Many people try to plan their financial future by depending upon mathematical projections for their money. After all, numbers that represent money are all around us – prices, stock market quotes, rates of return, P/E ratios.

However, money is a means of exchange whose future value can not be predicted by a set of mathematical calculations. There are too many variables involved.

2 + 2 = 4… that’s math. But if I were to take two oranges and place them on your kitchen counter, leave them alone for one full year, then come back and place two more oranges on your counter - how many oranges would you have all together? Two.

You would have the two oranges I just put on the counter, plus two little rotten black balls of something that used to be oranges… but they aren’t oranges anymore - they’re two little black balls of nothing! Why is that? During the year, outside forces attacked your oranges and robbed them of their value. The same thing happens with your money.

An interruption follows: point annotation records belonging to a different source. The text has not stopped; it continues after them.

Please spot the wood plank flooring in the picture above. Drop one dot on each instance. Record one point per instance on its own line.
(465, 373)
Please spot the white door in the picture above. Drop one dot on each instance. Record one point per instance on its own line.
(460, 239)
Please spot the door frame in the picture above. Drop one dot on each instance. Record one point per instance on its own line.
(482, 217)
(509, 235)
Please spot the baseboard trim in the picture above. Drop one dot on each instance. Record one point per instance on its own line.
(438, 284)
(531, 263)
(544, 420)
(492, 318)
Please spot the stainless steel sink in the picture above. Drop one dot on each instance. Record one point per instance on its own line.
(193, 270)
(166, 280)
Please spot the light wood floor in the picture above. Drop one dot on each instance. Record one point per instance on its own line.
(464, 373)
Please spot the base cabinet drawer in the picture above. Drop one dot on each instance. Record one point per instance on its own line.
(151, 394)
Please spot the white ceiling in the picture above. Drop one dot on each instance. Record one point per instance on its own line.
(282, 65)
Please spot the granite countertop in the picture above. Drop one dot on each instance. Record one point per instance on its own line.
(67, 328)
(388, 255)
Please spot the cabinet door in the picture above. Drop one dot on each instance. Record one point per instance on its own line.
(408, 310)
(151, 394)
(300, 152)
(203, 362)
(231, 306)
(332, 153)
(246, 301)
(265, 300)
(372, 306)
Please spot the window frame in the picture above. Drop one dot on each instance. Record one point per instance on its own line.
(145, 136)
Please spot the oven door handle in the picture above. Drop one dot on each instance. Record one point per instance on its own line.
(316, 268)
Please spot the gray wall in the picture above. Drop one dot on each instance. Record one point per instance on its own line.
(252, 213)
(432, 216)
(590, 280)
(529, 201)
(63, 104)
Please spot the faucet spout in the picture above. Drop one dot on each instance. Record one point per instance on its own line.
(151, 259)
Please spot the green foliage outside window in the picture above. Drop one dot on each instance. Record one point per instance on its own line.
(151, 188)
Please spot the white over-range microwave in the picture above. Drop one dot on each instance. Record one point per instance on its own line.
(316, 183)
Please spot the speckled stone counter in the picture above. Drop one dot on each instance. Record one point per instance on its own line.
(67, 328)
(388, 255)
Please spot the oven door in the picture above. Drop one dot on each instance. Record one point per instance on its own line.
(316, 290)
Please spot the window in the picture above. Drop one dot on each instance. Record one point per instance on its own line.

As you try to calculate a linear, mathematical path, your money is attacked by the outside forces of wealth erosion: taxes, inflation, market loss, rate hikes, fees, planned obsolescence, the propensity to consume, technological changes, family needs, etc. All of these are financial variables which can not be predicted by math. So, to put it simply…

Your money works more like oranges than it does like math!

  

It’s important to work with money as money and keep yourself in a position where you can successfully adapt to the changes that occur in your financial life. That’s one of the objectives of my work for you.